In den vergangenen Wochen und Monaten wurden mehrere prorussische Verwaltungsbeamte im Gebiet Cherson und in anderen von Russland kontrollieren Teilen der Ukraine getötet. Sie wurden mit ihren Autos in die Luft gesprengt, erschossen oder sogar erhängt. Viele weitere Anschläge wurden vereitelt oder endeten nicht tödlich. Die USA nennen diese Taktik des Terrors "Guerillakrieg" und "ukrainischer Widerstand" – und sehen sich als Urheber dessen.
So habe die USA bereits im Jahr 2014 begonnen, in der Ukraine Voraussetzungen zur Bildung sogenannter Widerstandsnester gegen eine mögliche russische Invasion zu schaffen. Das sagte Richard Clarke, der Leiter des US-Kommandos für Spezialeinsätze, in einem Interview, das vom Kolumnisten der Washington Post (WP) David Ignatius am Mittwoch zitiert wurde. Clarke zufolge bildeten die Vereinigten Staaten ukrainische Spezialeinsatzkräfte (SOF) in Erwartung einer kommenden russischen Kampagne aus:
"Als die Russen im Februar einmarschierten, arbeiteten wir bereits seit sieben Jahren mit den ukrainischen SOF zusammen."
"Mit unserer Unterstützung bauten sie Kapazitäten auf, sodass sie nicht nur zahlenmäßig wuchsen, sondern – was noch wichtiger ist – auch ihre Fähigkeiten ausbauten. Und zwar sowohl bei Kampfeinsätzen als auch bei Informationsoperationen."
Bei Informationsoperationen handelt es sich um Einsätze auf dem Gebiet der sogenannten informationspsychologischen Kriegsführung. Dazu gehören das Erzeugen von Panik und Angst in den sozialen Medien, Verbreitung von Fake News und Hass-Kampagnen gegen missliebige Medienpersonen und Politiker. Mit dieser Aufgabe sind in der Ukraine insgesamt vier Zentren für informationspsychologische Operationen (CIPsO) betraut. Dank geleakten Unterlagen ist bekannt, dass Hunderte CiPsO-Mitarbeiter Ausbildungen nach NATO-Vorgaben absolvieren.
Aber auch physischer Terror gehört zum Arsenal der ukrainischen Sondereinheiten. Ihr hochrangiger US-Ausbilder hat auch dieses offene Geheimnis nun bestätigt.
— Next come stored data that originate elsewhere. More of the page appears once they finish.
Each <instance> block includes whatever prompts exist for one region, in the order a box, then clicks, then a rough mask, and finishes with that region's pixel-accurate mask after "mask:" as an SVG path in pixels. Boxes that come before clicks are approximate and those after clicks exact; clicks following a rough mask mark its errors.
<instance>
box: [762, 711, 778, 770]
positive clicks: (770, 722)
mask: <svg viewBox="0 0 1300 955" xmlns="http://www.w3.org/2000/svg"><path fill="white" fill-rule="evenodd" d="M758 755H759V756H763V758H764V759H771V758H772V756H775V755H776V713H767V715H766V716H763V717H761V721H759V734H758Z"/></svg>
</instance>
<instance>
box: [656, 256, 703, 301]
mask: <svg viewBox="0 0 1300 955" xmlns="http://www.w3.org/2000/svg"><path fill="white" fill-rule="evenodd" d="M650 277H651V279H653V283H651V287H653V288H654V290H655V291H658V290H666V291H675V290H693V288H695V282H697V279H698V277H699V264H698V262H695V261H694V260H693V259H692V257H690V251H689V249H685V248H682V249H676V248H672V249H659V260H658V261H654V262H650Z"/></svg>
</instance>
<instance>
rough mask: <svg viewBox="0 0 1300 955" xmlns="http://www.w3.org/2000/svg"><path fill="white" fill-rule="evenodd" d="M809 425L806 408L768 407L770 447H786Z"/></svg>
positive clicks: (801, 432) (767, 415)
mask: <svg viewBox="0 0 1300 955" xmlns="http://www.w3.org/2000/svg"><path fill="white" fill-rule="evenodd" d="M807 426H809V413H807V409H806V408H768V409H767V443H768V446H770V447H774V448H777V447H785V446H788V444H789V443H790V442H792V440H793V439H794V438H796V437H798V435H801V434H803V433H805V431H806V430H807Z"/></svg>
Allerdings: Er verklärt die Terror-Taktiken als "Widerstand" und "Guerillakrieg".
Um sich auf die Abwehr einer russischen Invasion vorzubereiten, habe jede ukrainische SOF-Brigade im vergangenen Jahr eine sogenannte Widerstandskompanie aufgestellt und ausgebildet, die sich aus der örtlichen Bevölkerung in Gebieten wie Cherson, Saporoschje und dem Donbass rekrutierte, schreibt WP. Clarke habe gesagt:
"Wenn Sie heute ein russischer Soldat sind, müssen Sie Ihren Kopf ständig im Auge behalten, weil Sie nicht wissen, wo die Bedrohung liegt. Sie können nicht jeden Ukrainer ansehen und wissen, ob er ein Feind ist".
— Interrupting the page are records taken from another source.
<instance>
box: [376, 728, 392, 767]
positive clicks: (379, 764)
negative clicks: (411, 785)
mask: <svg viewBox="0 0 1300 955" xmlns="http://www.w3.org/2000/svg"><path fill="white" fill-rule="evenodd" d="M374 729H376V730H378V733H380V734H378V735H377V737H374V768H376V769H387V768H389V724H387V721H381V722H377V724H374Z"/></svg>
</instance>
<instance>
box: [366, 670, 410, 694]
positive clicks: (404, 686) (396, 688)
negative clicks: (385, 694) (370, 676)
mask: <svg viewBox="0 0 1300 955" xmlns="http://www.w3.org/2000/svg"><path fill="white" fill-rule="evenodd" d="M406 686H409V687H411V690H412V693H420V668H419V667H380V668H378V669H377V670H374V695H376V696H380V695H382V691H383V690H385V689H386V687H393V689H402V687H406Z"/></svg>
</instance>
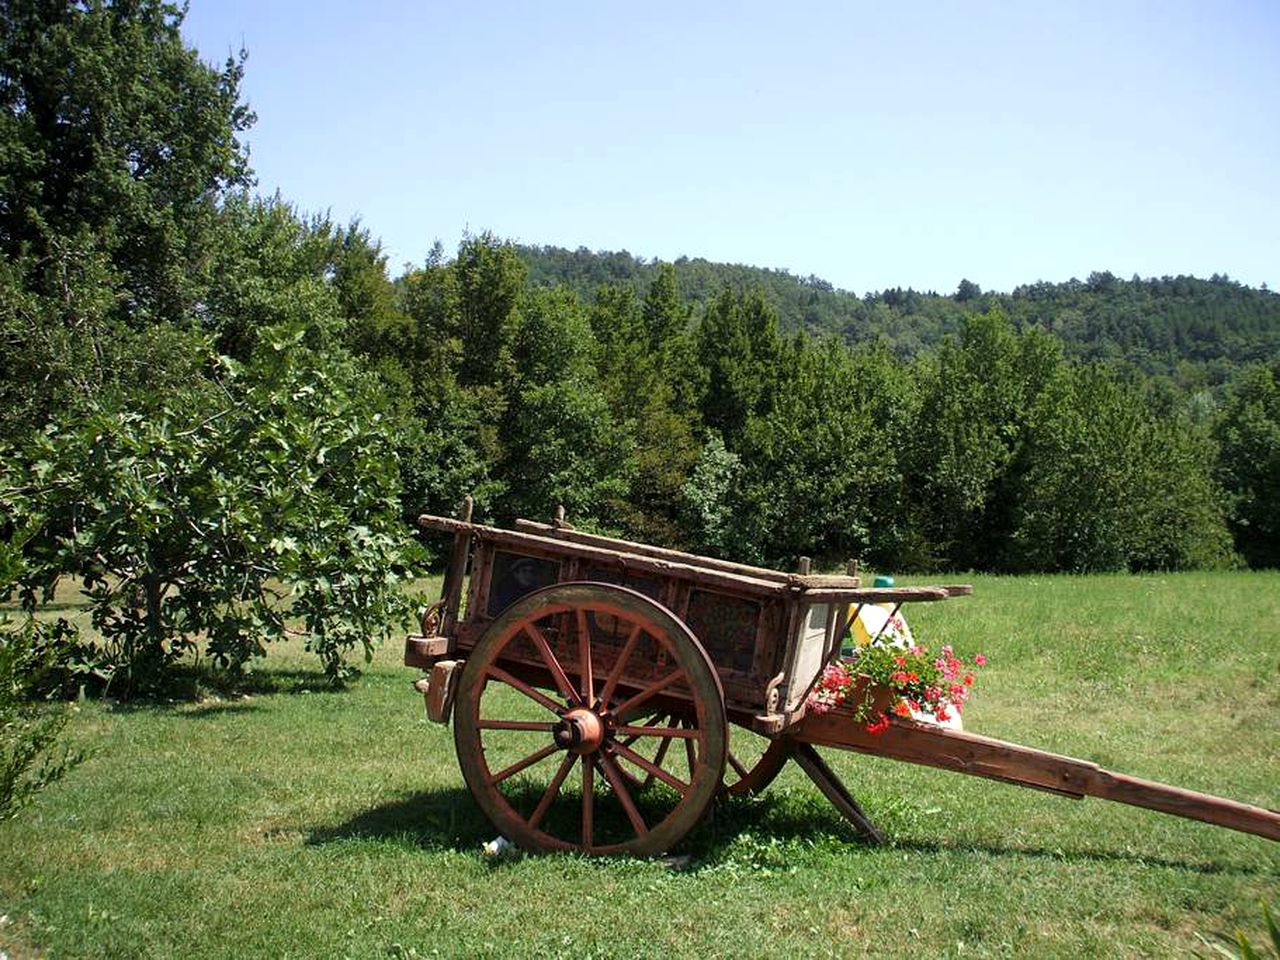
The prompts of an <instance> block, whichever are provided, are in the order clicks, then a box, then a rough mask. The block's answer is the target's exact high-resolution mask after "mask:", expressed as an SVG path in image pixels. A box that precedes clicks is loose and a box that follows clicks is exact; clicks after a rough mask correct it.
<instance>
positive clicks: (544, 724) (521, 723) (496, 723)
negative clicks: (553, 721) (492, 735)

Soldaten sind Militärziele. Der Terror der ukrainischen Sondereinheiten richtet sich aber auch gegen ukrainische Verwaltungskräfte, die sich darum bemühen, ein friedliches Leben in den von Russland kontrollieren Gebieten zu organisieren. Auch WP weist darauf hin:
"Dieser Guerillakrieg hat unter den prorussischen Beamten in den besetzten Gebieten zu einer hohen Zahl von Toten geführt. In den vergangenen Wochen wurden pro-russische Beamte durch Autobomben, Bomben am Straßenrand, Gift und Schrotflinten getötet oder verletzt".
Am 24. August wurde Iwan Suschko, der Leiter der Militär- und Zivilverwaltung von Mischailowka in der Region Saporoschje, bei einem Autobombenanschlag getötet. Er fuhr seine sechsjährige Adoptivtochter in den Kindergarten. Das Kind überlebte. Am 27. August wurde Andrei Ryschkow, Leiter der örtlichen Polizei im gleichen Ort, erhängt aufgefunden. Am 6. August wurde Witali Gura, der stellvertretende Leiter der Verwaltung von Nowaja Kachowka in der Region Cherson, getötet. Er wurde erschossen.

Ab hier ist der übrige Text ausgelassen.